28 June 2002


Government inaction

on UK agricultures

desperate state means

the time for being

polite has come to an

end, says John Clark

It is time to stop being polite about the problems afflicting UK farming. Why? A raft of reasons, including the governments refusal to grant a public inquiry into the foot-and-mouth crisis.

Then, its inaction in stopping illegal meat imports flooding into our country, the gross dragging of feet on the Curry Report, and the blatant message from ministers that no more cash for production support will be available for farmers. Neither should we forget the brainwashing messages that our modulated money is mostly for environmental measures and wildlife habitats. Nor the continuing power of the multiples to take most of the margin and dictate prices. The government shows no willingness to curb their power.

All farmers who rely on selling produce to support their families must be at the point of utter disillusionment. We should make a stand.

Some, up till now, have vented their anger on those that represent them – mostly the NFU. I understand why they are angry at the NFU. They expect the union to get results on the important issues.

But I believe we need to adopt a new approach. The NFU office-holders and staff cannot take radical direct action. Their job is to discuss and point out to ministers why policies are unworkable and to propose other options. In many areas, that approach is succeeding.

But they are ineffective in some of the main problem areas. We, the working full-time farmers, must co-ordinate some other action to show our support for the NFU and at the same time let the politicians and the public get a raw, unwatered message that enough is enough, we cannot face another season without a dramatic change in the present situation.

You will ask how we get this message across. Many of us will be attending agricultural shows. I suggest we try to persuade our MPs and ministers to attend such events. Then, lots of farmers should come to the NFU marquees bringing concise letters setting out why they are angry and cannot carry on. To be effective we need as many as possible to take this action forward.

Also we should display banners in our fields that adjoin main roads and motorways telling the public how untenable our present situation is. If that fails to stir the government, we should consider more direct action similar to past blockades organised by Farmers For Action.

The NFU should, and will, keep negotiating with the government and promoting British food. But each of us can do something to promote farming. The union cannot budge this government without the active involvement of all working farmers.

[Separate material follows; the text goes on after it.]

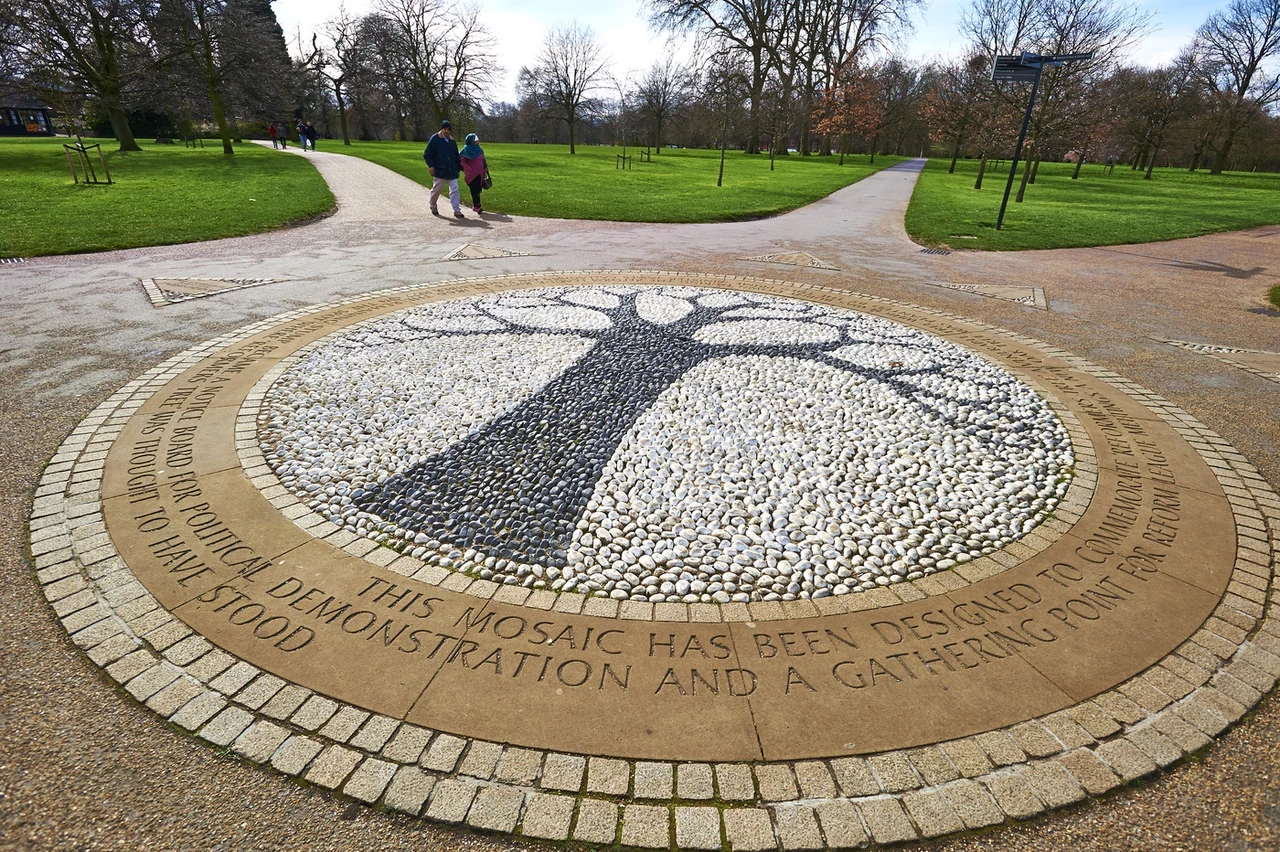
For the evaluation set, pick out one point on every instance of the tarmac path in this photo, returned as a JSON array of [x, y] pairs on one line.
[[74, 329]]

Meanwhile, the NFU will continue to keep the pressure on government to get British agriculture back into profit. It will also continue to push forward a big programme of promotion and education and a range of proposed changes to regulations and restrictions to get the best deal for British farmers.

Working farmers are being crushed by the present trading conditions. Union office holders and active members will not change this without total support.

Now is the time to join up and fight. If we are doomed to be crushed, then let us be crushed fighting and not watching on the sidelines, criticising those that have been fighting for many years.